Membatasi penggunaan dan produksi obat-obatan terlarang di negara yang diperintah militer itu telah gagal meskipun ada upaya untuk mengekang bisnis yang berkembang pesat itu.
Pihak berwenang Myanmar telah membakar obat-obatan terlarang senilai hampir setengah miliar dolar, tetapi telah memperingatkan mereka gagal membendung ledakan produksi dan perdagangan narkoba.
Tumpukan tinggi heroin, mariyuana, methamphetamines dan opium dibakar di pusat komersial Yangon pada hari Senin dalam acara tahunan untuk memperingati Hari Internasional Melawan Penyalahgunaan Narkoba dan Perdagangan Gelap.
Suar televisi juga terjadi di tempat lain di negara itu dengan total anestesi senilai $446 juta, menurut pejabat militer.
Namun dalam pengakuan yang jarang terjadi, kepala Komite Pusat Pengendalian Penyalahgunaan Narkoba Myanmar mengatakan upayanya untuk menindak perdagangan bernilai miliaran dolar tidak berdampak apa-apa.
“Meskipun banyak penyalahguna, produsen, pengedar dan kartel narkoba telah ditangkap dan dituntut, produksi dan perdagangan narkoba tidak menurun sama sekali,” kata Soe Htut kepada surat kabar Global New Light of Myanmar.
Wilayah perbatasan “Segitiga Emas” Myanmar, Laos, dan Thailand telah lama menjadi sarang produksi dan perdagangan obat-obatan terlarang, terutama sabu dan opium.
Ini termasuk Negara Bagian Shan Myanmar – sumber utama meth di Asia Tenggara, menurut PBB. Ini adalah rumah bagi kelompok pemberontak etnis dan milisi yang bersekutu dengan militer negara itu.
‘Kartel Perlindungan Tertinggi’
Analis mengatakan militer, yang menggulingkan pemerintah terpilih dan mengambil alih kekuasaan pada 2021, tidak serius mengakhiri perdagangan yang menguntungkan itu.
Militer adalah “benar-benar kartel perlindungan utama perdagangan dan telah berlangsung selama bertahun-tahun”, kata analis independen David Mathieson.
Kebakaran itu terjadi ketika PBB melaporkan rekor penyitaan sabu di Myanmar tahun lalu dan mengatakan pertanian opium poppy telah mengalami kebangkitan di tengah kekacauan yang dipicu oleh kudeta.
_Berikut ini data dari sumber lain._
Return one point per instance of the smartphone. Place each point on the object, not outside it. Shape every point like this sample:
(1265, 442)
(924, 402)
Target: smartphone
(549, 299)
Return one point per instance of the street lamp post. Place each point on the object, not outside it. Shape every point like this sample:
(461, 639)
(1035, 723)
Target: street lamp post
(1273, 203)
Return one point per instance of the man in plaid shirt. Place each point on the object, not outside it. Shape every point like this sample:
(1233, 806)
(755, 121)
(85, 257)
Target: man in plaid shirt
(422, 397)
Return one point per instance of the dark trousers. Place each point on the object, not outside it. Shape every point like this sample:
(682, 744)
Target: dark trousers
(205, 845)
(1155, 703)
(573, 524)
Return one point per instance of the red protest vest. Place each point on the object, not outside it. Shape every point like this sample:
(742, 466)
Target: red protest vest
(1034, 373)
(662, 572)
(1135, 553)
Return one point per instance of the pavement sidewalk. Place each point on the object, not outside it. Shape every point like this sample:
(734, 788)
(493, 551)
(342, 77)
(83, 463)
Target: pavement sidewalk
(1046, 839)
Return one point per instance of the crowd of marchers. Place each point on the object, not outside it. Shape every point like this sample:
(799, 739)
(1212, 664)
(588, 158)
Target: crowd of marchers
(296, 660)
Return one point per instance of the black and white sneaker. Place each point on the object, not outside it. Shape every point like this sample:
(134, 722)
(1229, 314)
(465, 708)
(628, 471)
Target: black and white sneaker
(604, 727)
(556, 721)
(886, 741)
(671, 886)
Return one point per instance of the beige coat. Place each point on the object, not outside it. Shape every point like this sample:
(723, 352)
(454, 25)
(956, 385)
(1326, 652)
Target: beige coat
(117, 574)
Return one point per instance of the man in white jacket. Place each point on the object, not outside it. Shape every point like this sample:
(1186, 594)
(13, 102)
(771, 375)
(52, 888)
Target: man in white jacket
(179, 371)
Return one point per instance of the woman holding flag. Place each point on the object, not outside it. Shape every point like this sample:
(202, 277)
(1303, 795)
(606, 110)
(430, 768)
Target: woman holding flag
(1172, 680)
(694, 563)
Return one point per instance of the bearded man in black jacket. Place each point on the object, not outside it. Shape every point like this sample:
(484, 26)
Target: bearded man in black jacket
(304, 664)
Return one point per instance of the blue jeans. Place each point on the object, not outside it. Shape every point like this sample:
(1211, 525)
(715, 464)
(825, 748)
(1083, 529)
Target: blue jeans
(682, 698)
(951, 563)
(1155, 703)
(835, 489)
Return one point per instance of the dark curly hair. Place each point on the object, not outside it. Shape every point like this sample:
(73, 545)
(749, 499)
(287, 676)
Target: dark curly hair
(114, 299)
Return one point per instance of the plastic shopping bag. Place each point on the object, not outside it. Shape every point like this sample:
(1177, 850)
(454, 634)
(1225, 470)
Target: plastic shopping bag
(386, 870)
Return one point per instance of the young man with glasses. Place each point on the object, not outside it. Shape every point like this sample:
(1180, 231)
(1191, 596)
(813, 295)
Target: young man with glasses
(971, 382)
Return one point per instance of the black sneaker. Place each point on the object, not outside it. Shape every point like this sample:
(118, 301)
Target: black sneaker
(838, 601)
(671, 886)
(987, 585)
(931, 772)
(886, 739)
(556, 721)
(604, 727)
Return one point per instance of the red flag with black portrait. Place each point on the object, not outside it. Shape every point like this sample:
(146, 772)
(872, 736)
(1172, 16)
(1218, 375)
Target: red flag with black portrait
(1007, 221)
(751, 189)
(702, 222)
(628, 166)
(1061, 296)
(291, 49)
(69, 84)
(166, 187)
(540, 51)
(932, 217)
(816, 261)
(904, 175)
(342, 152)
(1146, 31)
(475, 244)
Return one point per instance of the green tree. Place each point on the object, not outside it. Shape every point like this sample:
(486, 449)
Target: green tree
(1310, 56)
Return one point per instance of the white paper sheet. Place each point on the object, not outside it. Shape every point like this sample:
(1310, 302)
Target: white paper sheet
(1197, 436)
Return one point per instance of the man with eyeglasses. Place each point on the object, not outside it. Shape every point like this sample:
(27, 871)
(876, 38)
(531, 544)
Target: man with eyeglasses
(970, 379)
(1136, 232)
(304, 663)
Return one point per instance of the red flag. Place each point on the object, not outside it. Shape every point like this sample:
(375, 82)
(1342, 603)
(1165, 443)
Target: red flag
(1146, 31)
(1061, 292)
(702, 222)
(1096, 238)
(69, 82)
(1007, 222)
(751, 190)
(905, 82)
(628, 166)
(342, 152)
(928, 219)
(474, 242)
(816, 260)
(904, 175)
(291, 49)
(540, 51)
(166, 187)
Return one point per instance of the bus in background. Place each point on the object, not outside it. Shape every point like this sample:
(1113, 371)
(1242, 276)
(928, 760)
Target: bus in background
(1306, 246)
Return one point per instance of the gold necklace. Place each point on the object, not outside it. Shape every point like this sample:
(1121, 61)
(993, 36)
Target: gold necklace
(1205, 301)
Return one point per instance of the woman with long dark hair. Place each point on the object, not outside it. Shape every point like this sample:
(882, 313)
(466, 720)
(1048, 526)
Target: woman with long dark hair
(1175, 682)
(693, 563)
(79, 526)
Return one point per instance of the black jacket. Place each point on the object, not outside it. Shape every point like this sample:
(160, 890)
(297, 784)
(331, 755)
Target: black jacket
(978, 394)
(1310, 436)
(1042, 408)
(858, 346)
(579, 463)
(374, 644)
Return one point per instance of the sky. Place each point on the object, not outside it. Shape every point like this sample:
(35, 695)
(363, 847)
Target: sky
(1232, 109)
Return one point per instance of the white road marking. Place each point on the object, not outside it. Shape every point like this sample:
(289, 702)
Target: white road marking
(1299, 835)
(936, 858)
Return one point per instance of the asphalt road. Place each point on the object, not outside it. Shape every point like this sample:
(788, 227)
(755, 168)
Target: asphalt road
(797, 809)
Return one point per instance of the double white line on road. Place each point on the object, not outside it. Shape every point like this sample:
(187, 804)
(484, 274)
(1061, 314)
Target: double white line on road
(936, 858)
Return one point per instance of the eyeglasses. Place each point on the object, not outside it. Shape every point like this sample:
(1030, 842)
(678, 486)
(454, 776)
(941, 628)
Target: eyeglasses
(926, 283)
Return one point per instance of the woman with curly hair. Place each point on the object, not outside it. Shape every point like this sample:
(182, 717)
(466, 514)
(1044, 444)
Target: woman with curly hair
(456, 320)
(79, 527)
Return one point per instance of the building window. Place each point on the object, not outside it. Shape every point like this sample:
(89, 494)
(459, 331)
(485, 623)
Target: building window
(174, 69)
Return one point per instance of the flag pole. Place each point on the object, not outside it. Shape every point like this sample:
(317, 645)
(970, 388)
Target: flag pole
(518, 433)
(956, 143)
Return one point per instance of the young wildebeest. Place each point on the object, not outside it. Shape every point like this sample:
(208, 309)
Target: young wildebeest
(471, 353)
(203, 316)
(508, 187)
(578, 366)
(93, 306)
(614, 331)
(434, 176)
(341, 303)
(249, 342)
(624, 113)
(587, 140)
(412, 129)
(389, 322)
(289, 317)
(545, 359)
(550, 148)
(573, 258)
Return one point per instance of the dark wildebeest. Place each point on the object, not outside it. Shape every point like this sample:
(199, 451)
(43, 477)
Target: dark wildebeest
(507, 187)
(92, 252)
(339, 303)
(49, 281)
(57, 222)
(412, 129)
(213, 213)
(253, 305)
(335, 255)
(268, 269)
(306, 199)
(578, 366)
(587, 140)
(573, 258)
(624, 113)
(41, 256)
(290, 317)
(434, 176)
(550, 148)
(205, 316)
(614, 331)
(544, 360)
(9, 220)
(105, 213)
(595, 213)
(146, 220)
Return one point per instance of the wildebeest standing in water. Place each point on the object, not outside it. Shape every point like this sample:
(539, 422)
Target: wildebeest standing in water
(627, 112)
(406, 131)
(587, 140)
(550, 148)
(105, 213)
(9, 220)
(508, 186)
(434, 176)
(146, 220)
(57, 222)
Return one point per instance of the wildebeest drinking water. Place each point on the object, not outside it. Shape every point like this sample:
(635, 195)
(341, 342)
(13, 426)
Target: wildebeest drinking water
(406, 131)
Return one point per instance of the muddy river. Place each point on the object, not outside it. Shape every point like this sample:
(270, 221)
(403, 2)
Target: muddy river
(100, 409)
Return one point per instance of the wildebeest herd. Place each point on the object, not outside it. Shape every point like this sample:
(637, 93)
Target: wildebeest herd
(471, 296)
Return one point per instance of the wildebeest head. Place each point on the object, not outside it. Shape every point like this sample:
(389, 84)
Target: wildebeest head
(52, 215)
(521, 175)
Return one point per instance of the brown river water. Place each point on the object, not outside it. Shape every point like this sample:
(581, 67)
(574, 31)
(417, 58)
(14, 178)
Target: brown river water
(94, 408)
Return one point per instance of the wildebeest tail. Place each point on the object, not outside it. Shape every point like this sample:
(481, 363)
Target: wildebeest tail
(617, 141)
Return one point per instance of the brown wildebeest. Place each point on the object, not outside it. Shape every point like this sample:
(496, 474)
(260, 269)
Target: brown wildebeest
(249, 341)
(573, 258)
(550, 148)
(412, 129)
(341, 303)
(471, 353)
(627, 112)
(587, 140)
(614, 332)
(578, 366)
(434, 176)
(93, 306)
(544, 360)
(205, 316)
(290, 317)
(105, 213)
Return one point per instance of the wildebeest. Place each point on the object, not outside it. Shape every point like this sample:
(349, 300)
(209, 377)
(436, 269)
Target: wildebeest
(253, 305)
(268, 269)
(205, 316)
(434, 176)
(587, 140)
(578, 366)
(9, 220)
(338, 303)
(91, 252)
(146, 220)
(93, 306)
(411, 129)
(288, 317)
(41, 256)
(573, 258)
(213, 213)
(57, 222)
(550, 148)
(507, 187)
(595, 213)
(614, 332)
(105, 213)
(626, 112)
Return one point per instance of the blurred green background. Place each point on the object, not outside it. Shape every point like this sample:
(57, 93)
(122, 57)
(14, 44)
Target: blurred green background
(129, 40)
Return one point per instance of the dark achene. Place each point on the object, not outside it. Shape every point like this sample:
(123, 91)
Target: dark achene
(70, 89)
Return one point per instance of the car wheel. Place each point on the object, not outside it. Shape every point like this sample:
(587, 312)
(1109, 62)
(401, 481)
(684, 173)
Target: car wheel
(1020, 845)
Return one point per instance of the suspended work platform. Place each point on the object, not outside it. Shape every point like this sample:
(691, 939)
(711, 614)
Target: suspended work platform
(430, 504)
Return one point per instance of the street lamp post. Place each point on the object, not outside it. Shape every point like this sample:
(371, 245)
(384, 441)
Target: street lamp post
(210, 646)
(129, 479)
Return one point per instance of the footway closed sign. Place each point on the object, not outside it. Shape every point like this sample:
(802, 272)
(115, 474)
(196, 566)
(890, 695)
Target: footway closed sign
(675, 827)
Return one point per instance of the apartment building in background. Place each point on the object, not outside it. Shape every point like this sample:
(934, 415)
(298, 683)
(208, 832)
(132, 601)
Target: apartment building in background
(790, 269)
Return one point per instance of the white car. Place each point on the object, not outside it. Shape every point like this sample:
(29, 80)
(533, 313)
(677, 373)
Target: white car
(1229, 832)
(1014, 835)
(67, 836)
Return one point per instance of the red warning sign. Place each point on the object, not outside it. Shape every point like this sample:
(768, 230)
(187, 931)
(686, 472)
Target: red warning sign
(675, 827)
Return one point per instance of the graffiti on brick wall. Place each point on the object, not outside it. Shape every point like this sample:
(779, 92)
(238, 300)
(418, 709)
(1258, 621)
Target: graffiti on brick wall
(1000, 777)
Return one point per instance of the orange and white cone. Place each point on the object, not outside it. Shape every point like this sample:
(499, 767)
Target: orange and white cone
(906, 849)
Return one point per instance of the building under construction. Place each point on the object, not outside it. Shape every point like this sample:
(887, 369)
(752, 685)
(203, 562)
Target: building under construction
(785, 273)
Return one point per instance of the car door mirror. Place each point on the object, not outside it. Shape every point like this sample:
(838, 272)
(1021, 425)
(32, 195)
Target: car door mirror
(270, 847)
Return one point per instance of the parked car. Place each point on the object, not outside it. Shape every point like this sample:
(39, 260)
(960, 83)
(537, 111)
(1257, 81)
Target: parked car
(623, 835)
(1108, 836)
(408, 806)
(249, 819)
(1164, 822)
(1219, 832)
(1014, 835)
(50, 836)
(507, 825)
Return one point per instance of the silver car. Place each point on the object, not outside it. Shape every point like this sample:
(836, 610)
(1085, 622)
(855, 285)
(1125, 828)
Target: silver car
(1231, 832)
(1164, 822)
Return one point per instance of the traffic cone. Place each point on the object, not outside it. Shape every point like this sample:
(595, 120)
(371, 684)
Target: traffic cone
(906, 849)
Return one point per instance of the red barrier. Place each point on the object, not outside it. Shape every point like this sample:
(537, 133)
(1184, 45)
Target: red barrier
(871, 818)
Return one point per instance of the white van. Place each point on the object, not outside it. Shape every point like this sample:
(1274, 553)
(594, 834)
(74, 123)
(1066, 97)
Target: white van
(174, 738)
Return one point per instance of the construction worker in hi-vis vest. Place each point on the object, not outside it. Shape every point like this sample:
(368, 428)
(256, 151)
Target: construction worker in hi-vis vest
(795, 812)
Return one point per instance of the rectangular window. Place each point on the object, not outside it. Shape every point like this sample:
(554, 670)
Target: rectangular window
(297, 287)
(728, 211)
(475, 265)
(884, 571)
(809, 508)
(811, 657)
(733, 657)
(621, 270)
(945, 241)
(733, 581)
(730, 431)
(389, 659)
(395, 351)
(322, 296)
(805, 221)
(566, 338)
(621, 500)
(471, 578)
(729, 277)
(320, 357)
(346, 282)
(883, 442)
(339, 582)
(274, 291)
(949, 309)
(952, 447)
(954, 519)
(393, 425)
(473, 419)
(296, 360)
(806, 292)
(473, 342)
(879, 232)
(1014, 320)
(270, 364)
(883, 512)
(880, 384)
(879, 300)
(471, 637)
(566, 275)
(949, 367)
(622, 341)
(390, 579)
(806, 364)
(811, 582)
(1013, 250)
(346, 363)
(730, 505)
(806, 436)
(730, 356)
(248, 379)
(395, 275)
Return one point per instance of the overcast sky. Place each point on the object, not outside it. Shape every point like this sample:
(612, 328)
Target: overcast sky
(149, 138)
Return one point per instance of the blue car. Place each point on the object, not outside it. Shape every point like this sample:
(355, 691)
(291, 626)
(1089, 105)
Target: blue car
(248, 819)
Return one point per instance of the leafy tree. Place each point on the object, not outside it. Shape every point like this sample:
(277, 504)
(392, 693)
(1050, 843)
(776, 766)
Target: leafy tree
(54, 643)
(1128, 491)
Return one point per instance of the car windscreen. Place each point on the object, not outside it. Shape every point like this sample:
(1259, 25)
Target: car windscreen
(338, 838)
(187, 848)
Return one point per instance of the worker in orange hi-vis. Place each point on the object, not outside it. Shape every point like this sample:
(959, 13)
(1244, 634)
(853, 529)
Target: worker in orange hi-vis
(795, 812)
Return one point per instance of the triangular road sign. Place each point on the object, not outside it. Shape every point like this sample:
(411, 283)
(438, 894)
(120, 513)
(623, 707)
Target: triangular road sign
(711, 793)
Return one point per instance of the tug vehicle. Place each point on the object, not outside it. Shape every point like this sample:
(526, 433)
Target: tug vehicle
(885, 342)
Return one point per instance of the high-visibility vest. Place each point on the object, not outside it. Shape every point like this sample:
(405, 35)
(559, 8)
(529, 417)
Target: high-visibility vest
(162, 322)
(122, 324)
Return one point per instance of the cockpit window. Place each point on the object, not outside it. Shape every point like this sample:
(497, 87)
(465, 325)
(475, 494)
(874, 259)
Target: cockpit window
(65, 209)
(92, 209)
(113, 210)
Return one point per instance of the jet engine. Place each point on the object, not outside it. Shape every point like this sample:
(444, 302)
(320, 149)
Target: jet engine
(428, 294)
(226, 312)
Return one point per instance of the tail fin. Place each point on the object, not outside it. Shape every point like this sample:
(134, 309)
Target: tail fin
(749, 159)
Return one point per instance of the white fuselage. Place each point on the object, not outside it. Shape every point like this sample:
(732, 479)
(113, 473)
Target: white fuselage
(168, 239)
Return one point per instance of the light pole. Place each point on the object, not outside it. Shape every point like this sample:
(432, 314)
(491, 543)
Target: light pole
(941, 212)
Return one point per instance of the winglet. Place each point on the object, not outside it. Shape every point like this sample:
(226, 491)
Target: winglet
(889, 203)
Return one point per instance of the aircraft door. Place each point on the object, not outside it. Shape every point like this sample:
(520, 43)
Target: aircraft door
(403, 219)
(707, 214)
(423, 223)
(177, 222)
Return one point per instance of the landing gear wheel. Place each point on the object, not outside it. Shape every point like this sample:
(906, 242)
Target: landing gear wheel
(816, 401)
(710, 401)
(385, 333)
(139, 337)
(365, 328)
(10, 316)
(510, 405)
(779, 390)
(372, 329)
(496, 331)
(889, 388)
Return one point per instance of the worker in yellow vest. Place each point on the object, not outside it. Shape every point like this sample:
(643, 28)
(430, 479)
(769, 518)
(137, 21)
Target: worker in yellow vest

Lebih dari 23 ton sabu disita di Myanmar pada tahun 2022, kata Kantor PBB untuk Narkoba dan Kejahatan bulan ini. Harga grosir dan jalanan untuk sabu di seluruh Asia Tenggara telah jatuh atau mencapai rekor terendah, katanya.
“Jaringan perdagangan regional yang paling kuat dapat beroperasi dengan kepastian yang tinggi bahwa mereka dapat dan tidak akan dihentikan,” katanya.
Produksi opium poppy di Myanmar juga meningkat secara dramatis setelah kudeta, karena kerusuhan politik dan ekonomi mendorong para petani untuk bercocok tanam.
Luas tanah yang digunakan untuk bunga opium sekarang sekitar 40.000 hektar (99.000 hektar), kata PBB – sekitar setengah ukuran New York.
Pemerintah militer mengatakan bahwa beberapa kelompok etnis bersenjata yang menguasai sebagian besar wilayah terpencil memproduksi obat-obatan terlarang untuk membiayai pemberontakan mereka dan tidak bekerja sama dalam proses perdamaian negara karena mereka tidak ingin keuntungan yang mereka peroleh dari perdagangan narkoba tidak diberikan. ke atas
Secara historis, beberapa kelompok pemberontak etnis juga menggunakan keuntungan dari narkoba untuk membiayai perjuangan mereka mendapatkan otonomi yang lebih besar dari pemerintah pusat.
Sebagian besar opium, heroin, dan sabu yang diekspor Myanmar dikirim ke China dan negara-negara lain di Asia Tenggara.